They are compiled either by literary hacks, enfeebled clergymen, or women of limited intelligence, and they are artfully designed to ensnare the fancy of the simple-minded, the credulous, and the good. I have noticed that those which are plentifully supplied with texts from Holy Writ command the largest sale, provided, of course, the texts are printed in italics.

I believe that books of this description belong to what is known technically as the “awakening” class—that is to say, they are supposed to awaken a young man to a sense of his own spiritual degradation. I cannot answer for their effect on very young men, but I do know that they awaken nothing in my heart but feelings of uproarious hilarity; for I well remember how the merry Bohemians who enriched the literature of the Ledger age with their contributions turned many an honest dollar by means of these admonitory letters, and not one of these priceless essays but contained its solemn preachment on the advantages to be derived from the companionship of good, pure women. But never a word was uttered in regard to the bad influence of good women.

Indeed, I can fancy nothing that would have been less in harmony with a literary spirit which denied recognition to stepmothers, fast horses, and amatory cousins than a vivid bit of realism of that sort; and as for the succeeding age, was not the good Dr. Holland himself the author of the famous Timothy Titcomb Papers? It is even too bald a bit of truth for the more enlightened Johnsonian period in which we live. Nevertheless the recording angel has a heavy score rolled up against the sex which it was once the chivalrous fashion to liken to the clinging vine, but which, as some of us know, can clutch as well as cling—a sex which continues to distil the most deadly and enervating of intoxicants, the flattery of tongue and eye, by the same process that was known to Delilah and to Helen of Troy.

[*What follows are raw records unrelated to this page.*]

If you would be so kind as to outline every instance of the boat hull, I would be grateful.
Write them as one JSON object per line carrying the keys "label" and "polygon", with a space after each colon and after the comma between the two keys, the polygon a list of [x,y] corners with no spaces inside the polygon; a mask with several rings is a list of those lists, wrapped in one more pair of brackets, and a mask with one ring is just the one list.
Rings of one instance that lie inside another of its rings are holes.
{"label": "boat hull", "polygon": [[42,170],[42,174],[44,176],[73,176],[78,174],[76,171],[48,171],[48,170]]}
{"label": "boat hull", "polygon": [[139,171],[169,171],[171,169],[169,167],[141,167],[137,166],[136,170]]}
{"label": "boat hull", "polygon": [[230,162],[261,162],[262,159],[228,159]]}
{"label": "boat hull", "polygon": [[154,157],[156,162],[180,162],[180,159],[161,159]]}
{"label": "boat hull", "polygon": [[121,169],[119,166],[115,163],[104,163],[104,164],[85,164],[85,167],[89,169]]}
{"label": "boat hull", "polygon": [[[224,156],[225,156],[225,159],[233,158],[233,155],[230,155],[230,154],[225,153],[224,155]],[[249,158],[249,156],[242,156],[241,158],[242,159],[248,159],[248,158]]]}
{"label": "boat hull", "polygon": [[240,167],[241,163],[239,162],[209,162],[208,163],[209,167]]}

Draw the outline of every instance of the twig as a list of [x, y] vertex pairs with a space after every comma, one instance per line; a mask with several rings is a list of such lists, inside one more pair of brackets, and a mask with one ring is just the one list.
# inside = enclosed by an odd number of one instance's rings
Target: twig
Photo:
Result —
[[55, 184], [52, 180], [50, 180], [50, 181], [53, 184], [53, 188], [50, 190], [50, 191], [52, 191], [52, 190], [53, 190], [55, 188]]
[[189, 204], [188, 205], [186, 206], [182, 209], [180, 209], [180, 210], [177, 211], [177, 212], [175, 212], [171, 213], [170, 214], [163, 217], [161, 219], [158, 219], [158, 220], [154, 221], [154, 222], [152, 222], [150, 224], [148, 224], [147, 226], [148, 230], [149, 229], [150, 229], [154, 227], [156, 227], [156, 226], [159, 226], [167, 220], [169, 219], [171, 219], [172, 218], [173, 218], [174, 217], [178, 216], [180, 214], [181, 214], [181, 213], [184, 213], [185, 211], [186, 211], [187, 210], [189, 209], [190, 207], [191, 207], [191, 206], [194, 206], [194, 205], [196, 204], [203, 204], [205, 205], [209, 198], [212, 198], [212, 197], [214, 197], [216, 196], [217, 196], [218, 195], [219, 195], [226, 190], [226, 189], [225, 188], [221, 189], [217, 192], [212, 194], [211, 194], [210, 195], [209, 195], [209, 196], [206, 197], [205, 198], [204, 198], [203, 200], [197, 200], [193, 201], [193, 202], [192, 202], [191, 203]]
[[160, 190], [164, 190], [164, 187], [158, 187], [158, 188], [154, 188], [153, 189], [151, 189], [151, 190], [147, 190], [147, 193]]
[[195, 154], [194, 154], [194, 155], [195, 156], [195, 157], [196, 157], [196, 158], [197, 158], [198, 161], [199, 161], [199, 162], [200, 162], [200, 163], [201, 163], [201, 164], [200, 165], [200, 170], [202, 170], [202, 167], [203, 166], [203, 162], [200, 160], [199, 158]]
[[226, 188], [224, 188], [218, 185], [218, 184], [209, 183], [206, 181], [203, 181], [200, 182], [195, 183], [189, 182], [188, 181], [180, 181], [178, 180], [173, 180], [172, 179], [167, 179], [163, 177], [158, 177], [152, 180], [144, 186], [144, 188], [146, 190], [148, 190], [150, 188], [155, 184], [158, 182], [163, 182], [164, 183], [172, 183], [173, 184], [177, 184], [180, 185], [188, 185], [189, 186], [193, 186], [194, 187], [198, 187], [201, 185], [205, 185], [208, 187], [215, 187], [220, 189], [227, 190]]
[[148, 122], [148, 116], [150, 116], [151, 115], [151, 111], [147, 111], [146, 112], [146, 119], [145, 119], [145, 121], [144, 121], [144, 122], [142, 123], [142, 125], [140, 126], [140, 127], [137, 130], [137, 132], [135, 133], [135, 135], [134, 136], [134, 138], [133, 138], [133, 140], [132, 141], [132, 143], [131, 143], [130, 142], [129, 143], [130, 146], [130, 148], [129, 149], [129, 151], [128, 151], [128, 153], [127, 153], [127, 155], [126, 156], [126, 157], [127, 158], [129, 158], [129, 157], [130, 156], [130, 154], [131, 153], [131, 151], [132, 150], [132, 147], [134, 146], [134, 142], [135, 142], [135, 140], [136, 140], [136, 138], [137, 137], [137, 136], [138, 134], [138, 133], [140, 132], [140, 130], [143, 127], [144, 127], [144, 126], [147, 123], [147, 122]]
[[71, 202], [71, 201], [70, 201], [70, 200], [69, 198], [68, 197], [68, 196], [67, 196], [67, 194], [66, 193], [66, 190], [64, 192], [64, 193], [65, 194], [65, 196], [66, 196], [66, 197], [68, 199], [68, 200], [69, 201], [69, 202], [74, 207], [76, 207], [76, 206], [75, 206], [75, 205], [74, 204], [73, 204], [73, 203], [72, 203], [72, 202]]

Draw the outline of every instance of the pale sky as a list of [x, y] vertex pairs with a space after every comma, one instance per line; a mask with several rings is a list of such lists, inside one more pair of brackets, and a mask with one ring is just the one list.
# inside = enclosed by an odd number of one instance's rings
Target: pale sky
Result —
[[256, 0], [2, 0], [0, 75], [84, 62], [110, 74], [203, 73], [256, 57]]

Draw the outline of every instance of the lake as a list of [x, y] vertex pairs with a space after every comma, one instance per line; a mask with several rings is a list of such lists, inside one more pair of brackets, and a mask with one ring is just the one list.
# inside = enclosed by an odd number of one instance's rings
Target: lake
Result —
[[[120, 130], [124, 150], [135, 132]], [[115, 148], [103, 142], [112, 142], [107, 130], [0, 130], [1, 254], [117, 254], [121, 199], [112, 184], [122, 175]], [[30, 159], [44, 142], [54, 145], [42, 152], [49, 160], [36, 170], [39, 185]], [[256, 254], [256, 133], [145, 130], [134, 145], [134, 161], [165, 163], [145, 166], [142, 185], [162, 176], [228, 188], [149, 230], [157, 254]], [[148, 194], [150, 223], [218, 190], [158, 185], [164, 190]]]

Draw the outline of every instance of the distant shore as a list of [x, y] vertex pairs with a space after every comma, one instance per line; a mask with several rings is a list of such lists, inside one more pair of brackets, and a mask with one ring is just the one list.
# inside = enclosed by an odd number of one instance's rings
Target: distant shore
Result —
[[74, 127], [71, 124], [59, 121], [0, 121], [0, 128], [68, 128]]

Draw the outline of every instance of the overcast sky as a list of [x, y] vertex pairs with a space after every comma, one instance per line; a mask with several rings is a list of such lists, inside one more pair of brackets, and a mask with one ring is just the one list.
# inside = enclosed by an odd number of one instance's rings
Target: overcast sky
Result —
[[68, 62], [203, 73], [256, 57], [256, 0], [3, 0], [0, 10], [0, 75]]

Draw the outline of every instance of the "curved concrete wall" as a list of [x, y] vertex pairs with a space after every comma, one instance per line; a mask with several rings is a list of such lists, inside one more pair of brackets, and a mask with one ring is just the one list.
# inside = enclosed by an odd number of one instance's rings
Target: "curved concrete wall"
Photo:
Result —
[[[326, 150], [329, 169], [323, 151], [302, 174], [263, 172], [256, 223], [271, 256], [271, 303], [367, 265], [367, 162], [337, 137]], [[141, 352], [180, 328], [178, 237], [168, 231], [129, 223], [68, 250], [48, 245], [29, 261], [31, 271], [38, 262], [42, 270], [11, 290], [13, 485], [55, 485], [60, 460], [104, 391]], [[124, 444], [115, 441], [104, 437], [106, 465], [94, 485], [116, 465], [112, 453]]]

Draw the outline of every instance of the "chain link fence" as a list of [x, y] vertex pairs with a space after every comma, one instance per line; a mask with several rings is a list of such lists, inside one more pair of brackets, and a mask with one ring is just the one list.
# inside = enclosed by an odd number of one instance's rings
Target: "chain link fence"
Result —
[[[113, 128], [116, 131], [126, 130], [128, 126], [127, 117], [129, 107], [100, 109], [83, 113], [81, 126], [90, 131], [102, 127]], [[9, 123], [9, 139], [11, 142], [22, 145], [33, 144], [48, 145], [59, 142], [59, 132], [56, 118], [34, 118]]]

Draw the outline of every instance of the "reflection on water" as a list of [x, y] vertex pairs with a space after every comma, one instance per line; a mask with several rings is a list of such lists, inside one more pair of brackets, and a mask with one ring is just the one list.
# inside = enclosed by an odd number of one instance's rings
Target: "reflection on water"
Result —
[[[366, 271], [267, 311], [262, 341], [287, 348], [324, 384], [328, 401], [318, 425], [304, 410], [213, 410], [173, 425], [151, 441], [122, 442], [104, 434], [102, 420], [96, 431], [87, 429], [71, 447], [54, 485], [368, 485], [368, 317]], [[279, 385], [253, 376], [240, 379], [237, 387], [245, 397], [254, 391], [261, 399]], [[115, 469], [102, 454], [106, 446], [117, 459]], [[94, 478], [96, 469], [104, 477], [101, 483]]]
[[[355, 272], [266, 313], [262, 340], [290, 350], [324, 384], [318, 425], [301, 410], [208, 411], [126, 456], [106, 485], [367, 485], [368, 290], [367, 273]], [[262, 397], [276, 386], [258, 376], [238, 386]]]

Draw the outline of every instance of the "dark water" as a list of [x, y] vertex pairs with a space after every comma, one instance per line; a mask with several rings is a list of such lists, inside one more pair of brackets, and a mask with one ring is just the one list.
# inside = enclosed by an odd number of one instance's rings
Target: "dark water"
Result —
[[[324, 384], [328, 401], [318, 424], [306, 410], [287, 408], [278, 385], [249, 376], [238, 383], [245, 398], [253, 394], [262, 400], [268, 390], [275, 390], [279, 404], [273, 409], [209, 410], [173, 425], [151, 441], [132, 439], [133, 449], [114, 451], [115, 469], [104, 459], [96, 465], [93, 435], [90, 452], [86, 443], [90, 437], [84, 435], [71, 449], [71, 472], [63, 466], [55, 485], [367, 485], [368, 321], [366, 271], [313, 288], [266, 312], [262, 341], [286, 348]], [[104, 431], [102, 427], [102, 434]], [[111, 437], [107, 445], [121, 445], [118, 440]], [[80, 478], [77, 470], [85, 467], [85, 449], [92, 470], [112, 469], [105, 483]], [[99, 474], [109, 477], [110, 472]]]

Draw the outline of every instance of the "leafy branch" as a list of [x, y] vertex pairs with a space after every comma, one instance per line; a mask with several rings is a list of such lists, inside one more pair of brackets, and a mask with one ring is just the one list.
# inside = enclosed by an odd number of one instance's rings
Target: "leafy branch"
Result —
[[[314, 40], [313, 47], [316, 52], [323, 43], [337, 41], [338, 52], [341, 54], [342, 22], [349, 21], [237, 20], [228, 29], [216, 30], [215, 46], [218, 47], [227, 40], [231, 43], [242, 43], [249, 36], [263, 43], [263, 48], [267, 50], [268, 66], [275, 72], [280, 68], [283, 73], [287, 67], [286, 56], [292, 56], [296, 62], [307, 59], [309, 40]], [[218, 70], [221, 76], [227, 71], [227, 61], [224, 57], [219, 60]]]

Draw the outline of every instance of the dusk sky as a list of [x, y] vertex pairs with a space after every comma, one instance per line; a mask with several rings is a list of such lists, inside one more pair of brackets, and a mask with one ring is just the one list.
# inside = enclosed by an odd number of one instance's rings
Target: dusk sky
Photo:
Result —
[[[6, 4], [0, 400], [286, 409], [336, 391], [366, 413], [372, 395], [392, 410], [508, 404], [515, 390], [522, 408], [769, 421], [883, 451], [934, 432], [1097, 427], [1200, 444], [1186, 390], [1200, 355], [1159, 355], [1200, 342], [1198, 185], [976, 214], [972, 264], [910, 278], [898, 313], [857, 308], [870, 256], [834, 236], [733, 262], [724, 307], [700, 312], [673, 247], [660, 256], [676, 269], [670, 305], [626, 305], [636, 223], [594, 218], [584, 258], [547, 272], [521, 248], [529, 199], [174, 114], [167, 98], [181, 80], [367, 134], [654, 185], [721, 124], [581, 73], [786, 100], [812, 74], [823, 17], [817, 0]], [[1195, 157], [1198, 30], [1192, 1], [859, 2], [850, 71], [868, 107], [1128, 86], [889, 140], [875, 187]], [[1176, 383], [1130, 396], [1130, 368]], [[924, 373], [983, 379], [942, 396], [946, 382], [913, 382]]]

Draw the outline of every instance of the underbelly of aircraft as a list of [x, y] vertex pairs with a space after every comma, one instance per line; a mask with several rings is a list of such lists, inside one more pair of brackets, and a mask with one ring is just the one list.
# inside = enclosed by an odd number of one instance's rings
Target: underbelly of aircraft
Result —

But although the latter-day process of distillation is undoubtedly the same that was employed in centuries long gone by the effects of the poison are by no means the same now that they were then. In the Homeric age it sent a man forth to do valiant if unnecessary deeds; but in the present era it slowly but surely robs the young writer of his originality, undermines his reputation, nips all healthy ambition in the bud, and leaves him a stranded wreck of whom men say contemptuously as they pass by: “Bad case of the Swelled Head.” It may happen that some more thoughtful of the passers-by will have the grace to put the blame where it belongs by adding: “That young fellow was doing very well two years ago, and we all thought he was going to amount to something; but he fell in with a lot of silly women who flattered him and told him he was the greatest writer in the world. They swelled his head so that he could not write at all, and now he’s of no use to himself or any one else.”

But although these poor stranded human wrecks may be encountered in every large community I have yet to find a writer of advice to young men with sufficient courage, veracity, and conscience to utter a word of warning against the poison to which so many owe their fall.

In order that I may make clear my meaning in regard to the evil influences of good women let us imagine the unheard-of case of a young man who actually reads one of these books of advice to young men on life’s threshold, and is sufficiently influenced by its teachings to seek the sort of female companionship which he is told will prove of such enduring benefit to him. This young man, we will say, is beginning his literary career in the very best possible way, as a reporter on a great morning newspaper. He is not a “journalist,” nor a compiler of “special stories” (which the city editor always takes special pains to crowd out), nor is he “writing brevier” or “doing syndicate work.” He is just a plain reporter of the common or garden kind; and very glad he is to be one, too, for he and his fellows know that the reporter wields the most influential pen in America in the present year of grace.

And every day this young man adds some new experience to the store of worldly knowledge which will be his sole capital in the profession which he has chosen. To-day the task of reporting the strike at the thread-mills gives him an insight into the condition of the working-classes such as was never possessed by the wiseacres who write so learnedly in the great quarterlies about the relation of labor to capital. To-morrow he will go down the Bay to interview some incoming foreign celebrity, and next week will find him in a distant city reporting a great criminal trial which engrosses the attention of the whole country. He is working hard and making a fair living, and, best of all, he is making steady progress every day in the profession of writing.

It is in the midst of this healthy, engrossing, and instructive life that he pauses to listen to the admonitory words of the Rev. Dr. Stuffe:

“Young man on life’s threshold, seek the companionship of good women. Go into the society of cultivated and thoughtful people. You will be all the better for it!”

Whereupon the young man arrays himself in the finest attire at his command and goes up-town to call on certain family friends whom he has not seen for some years past. Within a short time he finds himself a regular frequenter of receptions, kettledrums, and evening parties, with dinners looming up on the horizon. He meets a number of charming young women, and cannot help noticing that they prefer his society to that of the other young men whom they know. These other young men are richer, better dressed, and, in many instances, better looking than our young friend from Park Row, but what does all that count for in the face of the fact that he has often been behind the scenes at the Metropolitan Opera-house, and is personally acquainted with Ada Rehan or Ellen Terry?